Ultimately, I think perhaps the bigger thing is just that this is the client that’s been getting updates for the last two or three years. The old stuff pretty much wasn’t touched and it was stable and fine. They haven’t, as I said, added updates for PK. It was basically unmaintained. This is going to be much more secure, much more modern, and is ultimately now just running with what 888 offers worldwide; Europe, UK, Ontario. Everything is now on this platform. This is actually the end of this old Poker 6 client, the closure of Delaware, them shutting themselves in New Jersey, and they upgraded of these platforms. It’s the final nail in the coffin of this very, very old software, which has served 888 well for 20 years, [chuckles] going back 20 years, I think, but it certainly was kind of time for an upgrade. Yes. Effectively, it’s all new.

Michael: I remember seeing conversations on social media about the rollout of the new software and there were some issues?

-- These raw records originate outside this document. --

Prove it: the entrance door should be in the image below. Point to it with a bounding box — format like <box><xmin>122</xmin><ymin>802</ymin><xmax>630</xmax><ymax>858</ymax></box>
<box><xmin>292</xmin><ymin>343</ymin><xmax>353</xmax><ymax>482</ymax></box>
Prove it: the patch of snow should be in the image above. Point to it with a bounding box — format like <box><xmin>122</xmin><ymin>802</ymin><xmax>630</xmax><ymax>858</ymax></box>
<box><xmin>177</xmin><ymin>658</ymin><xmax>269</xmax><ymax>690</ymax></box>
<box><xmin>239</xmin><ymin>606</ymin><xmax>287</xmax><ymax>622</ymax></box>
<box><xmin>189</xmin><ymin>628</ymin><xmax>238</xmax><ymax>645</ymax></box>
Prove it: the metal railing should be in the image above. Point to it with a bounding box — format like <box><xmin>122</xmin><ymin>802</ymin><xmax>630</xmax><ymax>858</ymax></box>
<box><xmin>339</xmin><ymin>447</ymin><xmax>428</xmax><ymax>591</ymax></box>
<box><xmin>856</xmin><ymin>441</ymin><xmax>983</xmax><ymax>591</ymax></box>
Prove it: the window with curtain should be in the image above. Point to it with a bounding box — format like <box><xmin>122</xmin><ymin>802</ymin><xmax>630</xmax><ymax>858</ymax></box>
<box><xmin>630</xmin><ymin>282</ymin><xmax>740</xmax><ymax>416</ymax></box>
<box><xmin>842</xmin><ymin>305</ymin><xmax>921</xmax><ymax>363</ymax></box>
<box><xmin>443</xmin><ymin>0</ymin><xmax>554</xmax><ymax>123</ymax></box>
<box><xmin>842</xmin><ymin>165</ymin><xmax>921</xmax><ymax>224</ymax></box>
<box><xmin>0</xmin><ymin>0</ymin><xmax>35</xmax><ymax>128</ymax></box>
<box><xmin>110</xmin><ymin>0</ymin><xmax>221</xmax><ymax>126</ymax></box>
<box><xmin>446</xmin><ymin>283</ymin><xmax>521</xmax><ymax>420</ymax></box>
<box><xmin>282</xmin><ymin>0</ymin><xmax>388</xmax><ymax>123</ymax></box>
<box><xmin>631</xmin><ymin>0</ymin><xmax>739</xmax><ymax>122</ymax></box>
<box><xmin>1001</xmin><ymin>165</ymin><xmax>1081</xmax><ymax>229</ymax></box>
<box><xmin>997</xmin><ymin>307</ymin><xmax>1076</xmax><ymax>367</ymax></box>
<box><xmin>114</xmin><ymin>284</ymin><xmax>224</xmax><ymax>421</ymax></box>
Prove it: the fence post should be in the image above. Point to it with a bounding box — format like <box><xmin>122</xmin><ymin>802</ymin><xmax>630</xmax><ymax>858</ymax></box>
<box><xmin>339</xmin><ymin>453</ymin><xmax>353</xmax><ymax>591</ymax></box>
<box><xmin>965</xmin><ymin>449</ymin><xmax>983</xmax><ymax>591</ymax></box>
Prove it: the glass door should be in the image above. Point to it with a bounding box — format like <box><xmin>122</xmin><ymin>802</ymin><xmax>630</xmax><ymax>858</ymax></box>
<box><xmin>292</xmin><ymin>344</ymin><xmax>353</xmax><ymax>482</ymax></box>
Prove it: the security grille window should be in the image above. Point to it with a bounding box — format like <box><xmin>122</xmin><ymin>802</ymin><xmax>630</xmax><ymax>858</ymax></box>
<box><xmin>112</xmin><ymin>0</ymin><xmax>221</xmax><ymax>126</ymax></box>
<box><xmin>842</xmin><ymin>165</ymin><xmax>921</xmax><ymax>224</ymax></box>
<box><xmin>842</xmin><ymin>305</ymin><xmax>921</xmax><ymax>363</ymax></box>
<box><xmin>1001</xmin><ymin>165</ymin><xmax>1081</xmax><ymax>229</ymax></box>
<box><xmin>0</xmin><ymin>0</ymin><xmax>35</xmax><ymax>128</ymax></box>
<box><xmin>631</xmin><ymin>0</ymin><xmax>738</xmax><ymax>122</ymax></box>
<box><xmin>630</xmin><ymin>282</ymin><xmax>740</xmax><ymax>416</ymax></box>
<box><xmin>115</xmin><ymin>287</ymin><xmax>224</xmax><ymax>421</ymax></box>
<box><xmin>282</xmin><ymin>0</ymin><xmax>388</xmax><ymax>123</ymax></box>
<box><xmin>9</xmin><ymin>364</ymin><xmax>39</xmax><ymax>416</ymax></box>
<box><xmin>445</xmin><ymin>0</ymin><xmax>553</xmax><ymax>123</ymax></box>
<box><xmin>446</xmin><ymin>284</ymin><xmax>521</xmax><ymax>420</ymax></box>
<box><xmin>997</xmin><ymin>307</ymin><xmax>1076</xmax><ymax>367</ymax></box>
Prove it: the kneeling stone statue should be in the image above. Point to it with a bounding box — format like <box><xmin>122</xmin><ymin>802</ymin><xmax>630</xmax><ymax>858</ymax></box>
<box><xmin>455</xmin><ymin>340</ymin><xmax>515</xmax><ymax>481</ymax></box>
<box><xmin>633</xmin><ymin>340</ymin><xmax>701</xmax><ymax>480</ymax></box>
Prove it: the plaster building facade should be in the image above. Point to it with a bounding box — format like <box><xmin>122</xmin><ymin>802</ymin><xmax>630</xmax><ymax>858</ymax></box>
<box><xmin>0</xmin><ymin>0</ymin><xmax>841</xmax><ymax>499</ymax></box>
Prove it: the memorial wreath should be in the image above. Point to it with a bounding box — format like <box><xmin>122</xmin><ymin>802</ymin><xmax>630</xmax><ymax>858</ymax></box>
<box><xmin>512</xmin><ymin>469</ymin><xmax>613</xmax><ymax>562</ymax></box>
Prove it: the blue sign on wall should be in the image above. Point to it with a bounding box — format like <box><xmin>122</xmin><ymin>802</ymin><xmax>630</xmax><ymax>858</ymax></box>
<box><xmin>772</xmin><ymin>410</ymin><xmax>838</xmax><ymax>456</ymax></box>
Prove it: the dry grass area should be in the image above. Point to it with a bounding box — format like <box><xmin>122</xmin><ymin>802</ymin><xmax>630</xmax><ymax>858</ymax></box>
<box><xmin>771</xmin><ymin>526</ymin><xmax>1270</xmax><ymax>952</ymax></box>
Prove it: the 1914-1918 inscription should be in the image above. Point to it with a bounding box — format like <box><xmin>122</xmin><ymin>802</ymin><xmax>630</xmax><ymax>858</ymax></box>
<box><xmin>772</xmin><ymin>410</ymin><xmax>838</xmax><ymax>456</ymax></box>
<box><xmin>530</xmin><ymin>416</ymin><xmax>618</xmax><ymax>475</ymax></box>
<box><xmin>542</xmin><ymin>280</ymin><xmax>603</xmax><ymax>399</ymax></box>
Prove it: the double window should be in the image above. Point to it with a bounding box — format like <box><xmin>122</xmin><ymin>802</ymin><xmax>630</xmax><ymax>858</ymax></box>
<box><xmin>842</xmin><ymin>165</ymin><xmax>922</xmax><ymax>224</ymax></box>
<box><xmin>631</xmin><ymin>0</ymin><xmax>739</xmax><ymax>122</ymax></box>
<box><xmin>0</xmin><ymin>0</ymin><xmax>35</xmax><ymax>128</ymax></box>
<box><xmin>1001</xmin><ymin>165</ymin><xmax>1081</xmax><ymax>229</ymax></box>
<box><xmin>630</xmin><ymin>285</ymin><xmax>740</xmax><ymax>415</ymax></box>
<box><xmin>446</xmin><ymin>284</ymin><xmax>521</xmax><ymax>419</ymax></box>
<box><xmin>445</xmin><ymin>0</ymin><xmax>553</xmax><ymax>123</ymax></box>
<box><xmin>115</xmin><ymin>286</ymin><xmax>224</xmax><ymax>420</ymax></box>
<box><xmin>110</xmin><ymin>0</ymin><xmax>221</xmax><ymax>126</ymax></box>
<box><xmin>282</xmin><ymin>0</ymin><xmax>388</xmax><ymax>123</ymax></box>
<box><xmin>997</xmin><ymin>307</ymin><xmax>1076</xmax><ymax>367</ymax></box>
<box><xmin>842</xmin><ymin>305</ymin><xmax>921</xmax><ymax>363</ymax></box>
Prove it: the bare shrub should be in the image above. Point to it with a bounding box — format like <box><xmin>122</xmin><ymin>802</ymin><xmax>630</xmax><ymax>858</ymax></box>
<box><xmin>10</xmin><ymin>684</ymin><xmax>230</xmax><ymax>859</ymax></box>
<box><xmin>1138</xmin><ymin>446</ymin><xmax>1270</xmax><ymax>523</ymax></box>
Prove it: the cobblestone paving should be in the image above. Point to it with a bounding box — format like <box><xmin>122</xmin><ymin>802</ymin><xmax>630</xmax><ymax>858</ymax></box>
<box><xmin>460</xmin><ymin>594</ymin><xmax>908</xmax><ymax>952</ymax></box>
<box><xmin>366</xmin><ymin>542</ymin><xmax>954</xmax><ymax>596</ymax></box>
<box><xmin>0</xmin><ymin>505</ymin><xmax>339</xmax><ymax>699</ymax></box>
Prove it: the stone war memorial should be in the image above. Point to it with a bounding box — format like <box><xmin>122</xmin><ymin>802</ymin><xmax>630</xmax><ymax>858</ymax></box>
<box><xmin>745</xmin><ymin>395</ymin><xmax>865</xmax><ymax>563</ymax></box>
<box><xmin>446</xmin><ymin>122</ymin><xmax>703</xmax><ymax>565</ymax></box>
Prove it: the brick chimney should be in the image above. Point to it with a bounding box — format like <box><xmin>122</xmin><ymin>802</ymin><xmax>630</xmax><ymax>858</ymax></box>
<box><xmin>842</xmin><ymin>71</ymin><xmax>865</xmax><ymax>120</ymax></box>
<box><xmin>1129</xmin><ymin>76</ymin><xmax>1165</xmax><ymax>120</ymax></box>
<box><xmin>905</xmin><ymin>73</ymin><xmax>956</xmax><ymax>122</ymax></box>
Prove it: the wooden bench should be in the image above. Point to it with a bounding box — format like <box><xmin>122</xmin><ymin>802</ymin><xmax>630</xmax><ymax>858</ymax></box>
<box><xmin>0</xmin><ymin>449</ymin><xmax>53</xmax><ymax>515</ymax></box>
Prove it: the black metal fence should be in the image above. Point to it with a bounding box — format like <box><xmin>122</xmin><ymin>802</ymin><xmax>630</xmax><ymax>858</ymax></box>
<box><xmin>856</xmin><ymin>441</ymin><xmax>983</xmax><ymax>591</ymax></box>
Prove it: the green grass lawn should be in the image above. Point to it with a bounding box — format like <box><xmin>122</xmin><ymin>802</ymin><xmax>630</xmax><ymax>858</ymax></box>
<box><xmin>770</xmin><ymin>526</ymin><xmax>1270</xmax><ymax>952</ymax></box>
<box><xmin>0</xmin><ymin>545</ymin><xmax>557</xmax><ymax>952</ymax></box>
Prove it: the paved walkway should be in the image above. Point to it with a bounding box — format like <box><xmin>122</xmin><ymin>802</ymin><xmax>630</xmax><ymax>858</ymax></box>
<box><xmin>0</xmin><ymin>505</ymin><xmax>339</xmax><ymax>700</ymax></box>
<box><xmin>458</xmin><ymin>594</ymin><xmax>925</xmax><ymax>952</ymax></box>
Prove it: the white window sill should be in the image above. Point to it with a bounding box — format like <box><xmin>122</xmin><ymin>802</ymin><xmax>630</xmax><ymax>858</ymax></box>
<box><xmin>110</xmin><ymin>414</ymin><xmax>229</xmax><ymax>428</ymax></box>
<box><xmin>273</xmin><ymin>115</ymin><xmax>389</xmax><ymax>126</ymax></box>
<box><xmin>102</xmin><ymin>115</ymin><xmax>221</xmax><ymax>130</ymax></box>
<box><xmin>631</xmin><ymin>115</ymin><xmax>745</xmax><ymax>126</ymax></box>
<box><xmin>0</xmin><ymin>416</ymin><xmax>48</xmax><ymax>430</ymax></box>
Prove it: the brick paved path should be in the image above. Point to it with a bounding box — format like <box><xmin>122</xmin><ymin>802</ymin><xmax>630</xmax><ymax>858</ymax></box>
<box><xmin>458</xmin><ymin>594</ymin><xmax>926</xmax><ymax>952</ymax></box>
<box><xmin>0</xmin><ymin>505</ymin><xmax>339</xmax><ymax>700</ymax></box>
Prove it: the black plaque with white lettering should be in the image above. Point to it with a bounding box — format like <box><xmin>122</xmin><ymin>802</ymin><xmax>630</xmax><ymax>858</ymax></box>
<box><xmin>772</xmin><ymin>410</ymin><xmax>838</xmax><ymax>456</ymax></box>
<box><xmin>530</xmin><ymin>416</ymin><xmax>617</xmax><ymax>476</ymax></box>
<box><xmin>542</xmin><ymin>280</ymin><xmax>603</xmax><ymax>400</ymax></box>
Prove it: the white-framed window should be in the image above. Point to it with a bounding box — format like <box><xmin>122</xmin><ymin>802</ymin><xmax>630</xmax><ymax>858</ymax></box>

Nick: Yes. Ahead of this podcast, I jotted down the issues that they faced and I’ve categorized it into five sections, which we can touch on briefly. There were launch issues, there’s product choice issues, ongoing Poker 8 issues, and then, maybe, just a broad communication issues. How many categories was that? Four. We’ll go with four.

The launch issues, I think, are mostly resolved, although they’re still working through it. It’s like we said at the start, this was effectively very, very rushed for them to get this across the line with literally 48 hours to go over Memorial Weekend when they were putting the final touches on the live series. There was a huge amount of issues that, I think, to be fair to them, they fixed fast.

Over that 48-hour period, people had problems with the pre-registration. They had problems getting the right link to download the software. They had— there were geolocation issues for the first day, I think, which were booting people out, preventing them logging in, saying that they were out of state, all these things. There was just stuff 404s on the website when you click to find out about information. A lot of that stuff has been fixed.

We’ll talk about some of the communication issues. Still, now, the WSOP is still working through a lot of the things they want to do. They’ve launched this whole new brand called WSOP Online. That brand hasn’t really rolled out. It’s still WSOP.com. That logo is still everywhere. There’s a new rewards program. At the time that we record this, there seems to be no information about how this reward program works, to the best of my knowledge. They haven’t updated their website. When I’ve tried it, you either get 404s or you get old information.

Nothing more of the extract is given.